Traffic lights are back on in Havana, but much of Cuba remains without power. The national grid collapsed again on Monday, leaving the island largely dark through Tuesday. Electricity has been slowly restored in the capital, Al Jazeera’s Ed Augustin reported from Havana, but most provinces are still without regular supply.
Widespread outages in Cuba began in 2019 after the first Trump administration tightened so-called maximum-pressure sanctions. Those measures reduced the government’s hard-currency income, forcing steep cuts to fuel imports and leaving the state with less ability to run thermal plants and stabilize the grid.

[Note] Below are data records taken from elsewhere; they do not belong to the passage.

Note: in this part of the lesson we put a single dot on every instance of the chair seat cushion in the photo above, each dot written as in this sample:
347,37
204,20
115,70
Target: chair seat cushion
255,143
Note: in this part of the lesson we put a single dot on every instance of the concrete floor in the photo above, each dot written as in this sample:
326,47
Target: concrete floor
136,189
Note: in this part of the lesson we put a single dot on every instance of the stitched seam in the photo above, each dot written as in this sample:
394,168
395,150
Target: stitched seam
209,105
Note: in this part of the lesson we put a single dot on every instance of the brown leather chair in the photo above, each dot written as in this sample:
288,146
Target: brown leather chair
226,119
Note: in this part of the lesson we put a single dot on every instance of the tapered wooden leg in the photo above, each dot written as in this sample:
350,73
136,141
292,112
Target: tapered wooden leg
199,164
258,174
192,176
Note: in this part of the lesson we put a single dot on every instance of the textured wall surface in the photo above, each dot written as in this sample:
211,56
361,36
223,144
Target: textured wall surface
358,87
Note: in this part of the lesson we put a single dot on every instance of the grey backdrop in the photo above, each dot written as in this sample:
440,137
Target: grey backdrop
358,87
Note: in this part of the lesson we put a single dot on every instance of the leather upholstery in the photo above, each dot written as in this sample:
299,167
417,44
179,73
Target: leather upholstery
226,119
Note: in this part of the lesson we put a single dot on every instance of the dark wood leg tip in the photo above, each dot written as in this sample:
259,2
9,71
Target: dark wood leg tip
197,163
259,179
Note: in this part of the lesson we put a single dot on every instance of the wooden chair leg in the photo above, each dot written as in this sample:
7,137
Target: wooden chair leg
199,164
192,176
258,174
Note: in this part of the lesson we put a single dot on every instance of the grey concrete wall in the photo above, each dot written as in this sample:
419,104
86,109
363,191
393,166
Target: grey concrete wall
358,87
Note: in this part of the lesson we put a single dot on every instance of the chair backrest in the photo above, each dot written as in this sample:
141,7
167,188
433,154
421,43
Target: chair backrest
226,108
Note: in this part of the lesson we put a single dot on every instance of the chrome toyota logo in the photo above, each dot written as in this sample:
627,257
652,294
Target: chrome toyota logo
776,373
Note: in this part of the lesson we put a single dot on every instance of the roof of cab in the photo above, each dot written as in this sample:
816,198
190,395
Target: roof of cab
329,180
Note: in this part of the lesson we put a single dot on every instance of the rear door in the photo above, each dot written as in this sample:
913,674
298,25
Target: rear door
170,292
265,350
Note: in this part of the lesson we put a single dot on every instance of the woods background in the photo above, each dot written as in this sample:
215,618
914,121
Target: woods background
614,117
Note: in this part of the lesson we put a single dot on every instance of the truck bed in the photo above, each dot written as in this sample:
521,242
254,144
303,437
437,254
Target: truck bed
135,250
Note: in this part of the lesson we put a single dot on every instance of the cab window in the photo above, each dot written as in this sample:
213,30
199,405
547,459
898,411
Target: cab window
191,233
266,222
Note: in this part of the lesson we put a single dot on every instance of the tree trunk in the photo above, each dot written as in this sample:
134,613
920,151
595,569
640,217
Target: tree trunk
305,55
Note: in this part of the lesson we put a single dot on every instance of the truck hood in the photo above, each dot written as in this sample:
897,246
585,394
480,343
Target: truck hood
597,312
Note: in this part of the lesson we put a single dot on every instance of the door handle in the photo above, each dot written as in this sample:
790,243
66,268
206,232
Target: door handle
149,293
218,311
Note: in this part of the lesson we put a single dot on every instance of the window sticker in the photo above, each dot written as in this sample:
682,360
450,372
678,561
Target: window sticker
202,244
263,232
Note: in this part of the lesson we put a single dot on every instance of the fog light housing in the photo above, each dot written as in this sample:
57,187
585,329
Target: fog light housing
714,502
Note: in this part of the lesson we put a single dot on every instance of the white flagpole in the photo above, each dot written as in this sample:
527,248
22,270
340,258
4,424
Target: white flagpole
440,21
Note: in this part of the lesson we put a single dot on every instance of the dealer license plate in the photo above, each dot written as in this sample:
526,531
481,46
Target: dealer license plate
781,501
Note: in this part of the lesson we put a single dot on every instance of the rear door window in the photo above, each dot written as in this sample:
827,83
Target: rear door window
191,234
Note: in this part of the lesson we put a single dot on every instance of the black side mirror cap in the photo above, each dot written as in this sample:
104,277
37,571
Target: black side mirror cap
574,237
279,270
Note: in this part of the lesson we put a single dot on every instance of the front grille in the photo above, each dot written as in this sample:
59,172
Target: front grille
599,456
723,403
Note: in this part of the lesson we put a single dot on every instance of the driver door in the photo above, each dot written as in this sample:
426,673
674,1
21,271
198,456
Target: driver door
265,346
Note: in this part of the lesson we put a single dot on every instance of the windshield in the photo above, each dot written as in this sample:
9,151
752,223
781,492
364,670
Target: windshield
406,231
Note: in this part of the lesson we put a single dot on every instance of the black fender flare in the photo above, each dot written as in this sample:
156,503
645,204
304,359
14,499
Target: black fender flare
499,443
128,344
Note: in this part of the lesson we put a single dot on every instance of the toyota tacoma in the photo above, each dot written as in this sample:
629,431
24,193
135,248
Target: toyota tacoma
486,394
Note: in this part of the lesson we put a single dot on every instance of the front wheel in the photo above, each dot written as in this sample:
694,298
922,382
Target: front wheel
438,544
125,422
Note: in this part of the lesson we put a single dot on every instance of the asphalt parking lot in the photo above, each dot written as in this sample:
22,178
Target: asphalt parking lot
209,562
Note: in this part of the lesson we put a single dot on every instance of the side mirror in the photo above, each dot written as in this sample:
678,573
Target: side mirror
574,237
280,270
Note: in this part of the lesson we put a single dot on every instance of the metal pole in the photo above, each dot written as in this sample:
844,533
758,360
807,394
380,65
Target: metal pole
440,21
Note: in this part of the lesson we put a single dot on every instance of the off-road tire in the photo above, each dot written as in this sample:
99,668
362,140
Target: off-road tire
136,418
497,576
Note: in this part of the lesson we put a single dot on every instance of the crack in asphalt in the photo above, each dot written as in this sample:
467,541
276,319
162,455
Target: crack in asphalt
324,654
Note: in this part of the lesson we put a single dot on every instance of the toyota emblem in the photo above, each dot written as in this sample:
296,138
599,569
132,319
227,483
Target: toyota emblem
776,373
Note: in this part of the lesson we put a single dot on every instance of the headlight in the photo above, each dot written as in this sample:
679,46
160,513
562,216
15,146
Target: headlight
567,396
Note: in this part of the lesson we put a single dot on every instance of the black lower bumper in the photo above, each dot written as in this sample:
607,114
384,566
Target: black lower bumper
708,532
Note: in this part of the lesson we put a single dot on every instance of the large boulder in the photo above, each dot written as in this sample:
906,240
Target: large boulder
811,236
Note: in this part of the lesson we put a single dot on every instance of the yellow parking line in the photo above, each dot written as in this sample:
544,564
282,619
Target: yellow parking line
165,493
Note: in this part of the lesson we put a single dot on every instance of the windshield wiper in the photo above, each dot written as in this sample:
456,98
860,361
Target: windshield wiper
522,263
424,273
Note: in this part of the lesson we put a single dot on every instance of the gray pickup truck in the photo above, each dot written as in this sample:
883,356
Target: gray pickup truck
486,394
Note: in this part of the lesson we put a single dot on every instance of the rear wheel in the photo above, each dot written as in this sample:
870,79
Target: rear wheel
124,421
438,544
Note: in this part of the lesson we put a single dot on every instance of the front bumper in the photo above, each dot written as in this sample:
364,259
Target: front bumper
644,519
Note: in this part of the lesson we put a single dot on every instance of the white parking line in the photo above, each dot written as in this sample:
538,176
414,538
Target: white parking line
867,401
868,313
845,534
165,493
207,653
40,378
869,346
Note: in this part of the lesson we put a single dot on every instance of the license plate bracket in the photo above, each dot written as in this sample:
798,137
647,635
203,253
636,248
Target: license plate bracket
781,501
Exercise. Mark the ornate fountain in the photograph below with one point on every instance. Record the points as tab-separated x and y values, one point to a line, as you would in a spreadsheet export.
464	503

With Donald Trump back in the White House, U.S. policy has hardened further. Since late January the administration has imposed what Cuban officials describe as a total oil blockade, meaning little or no fuel shipments have reached the island for nearly three months. Given Cuba’s heavy reliance on oil for electricity generation, the blockade has made blackouts longer and more frequent.

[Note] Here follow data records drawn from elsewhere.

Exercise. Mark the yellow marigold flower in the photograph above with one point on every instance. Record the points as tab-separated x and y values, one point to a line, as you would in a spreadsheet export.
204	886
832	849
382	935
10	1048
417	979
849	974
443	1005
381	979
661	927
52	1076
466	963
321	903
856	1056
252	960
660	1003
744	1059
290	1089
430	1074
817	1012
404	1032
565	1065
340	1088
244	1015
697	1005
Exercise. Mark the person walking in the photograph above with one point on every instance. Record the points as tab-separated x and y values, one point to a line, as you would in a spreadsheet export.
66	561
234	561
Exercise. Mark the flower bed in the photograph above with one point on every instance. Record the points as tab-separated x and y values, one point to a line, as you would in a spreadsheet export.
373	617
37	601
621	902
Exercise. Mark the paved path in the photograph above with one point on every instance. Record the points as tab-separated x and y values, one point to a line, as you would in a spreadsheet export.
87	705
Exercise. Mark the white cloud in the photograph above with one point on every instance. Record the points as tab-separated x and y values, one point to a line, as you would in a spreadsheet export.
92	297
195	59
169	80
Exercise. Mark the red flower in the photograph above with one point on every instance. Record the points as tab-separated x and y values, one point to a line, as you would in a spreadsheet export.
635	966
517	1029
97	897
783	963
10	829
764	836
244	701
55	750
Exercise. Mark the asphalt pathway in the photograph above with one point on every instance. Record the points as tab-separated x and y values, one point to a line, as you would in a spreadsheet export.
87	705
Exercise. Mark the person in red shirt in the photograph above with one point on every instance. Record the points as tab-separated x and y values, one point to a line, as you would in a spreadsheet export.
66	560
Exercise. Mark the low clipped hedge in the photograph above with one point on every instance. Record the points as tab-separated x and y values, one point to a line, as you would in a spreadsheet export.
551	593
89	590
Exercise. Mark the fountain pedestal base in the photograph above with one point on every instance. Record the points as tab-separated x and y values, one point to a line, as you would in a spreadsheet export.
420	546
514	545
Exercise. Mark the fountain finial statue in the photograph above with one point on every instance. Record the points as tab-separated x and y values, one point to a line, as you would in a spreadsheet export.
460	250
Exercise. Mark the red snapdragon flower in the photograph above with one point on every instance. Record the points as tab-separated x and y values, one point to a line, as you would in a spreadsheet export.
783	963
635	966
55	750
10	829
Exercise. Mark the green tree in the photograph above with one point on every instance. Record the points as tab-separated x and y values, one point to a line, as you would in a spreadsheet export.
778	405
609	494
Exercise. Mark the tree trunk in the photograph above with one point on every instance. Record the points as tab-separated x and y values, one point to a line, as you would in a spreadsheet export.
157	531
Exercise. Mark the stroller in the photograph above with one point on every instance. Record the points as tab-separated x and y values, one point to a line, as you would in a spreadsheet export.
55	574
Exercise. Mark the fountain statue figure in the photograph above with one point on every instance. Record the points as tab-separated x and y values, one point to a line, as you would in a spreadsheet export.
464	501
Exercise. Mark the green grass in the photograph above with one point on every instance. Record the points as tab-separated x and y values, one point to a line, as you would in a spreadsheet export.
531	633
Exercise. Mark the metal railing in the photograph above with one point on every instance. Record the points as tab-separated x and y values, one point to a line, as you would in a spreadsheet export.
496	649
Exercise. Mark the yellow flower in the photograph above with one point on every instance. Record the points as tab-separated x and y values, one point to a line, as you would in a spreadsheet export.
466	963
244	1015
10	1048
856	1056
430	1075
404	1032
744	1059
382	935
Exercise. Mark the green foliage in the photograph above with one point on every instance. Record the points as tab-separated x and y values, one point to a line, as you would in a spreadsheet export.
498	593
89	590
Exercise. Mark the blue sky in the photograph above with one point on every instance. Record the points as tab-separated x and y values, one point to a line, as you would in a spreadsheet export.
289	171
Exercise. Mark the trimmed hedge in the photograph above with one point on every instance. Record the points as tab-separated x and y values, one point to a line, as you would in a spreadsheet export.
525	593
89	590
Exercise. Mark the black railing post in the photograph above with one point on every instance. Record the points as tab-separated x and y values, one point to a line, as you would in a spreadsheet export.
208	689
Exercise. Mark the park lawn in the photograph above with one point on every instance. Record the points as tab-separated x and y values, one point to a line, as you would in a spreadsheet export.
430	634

Officials in both countries say talks are underway. On Monday Cuban Deputy Prime Minister Oscar Perez-Oliva Fraga announced a plan to let Cubans living abroad — including in Miami — directly invest in and even own businesses on the island. That pro-market reform echoes Washington’s public demand that any arrangement should benefit the Cuban-American community in Florida.
Details of the negotiations remain unclear. As Augustin noted, the discussions appear focused on economic reforms, and with living standards falling under the oil squeeze, many on the island are open to some kind of agreement.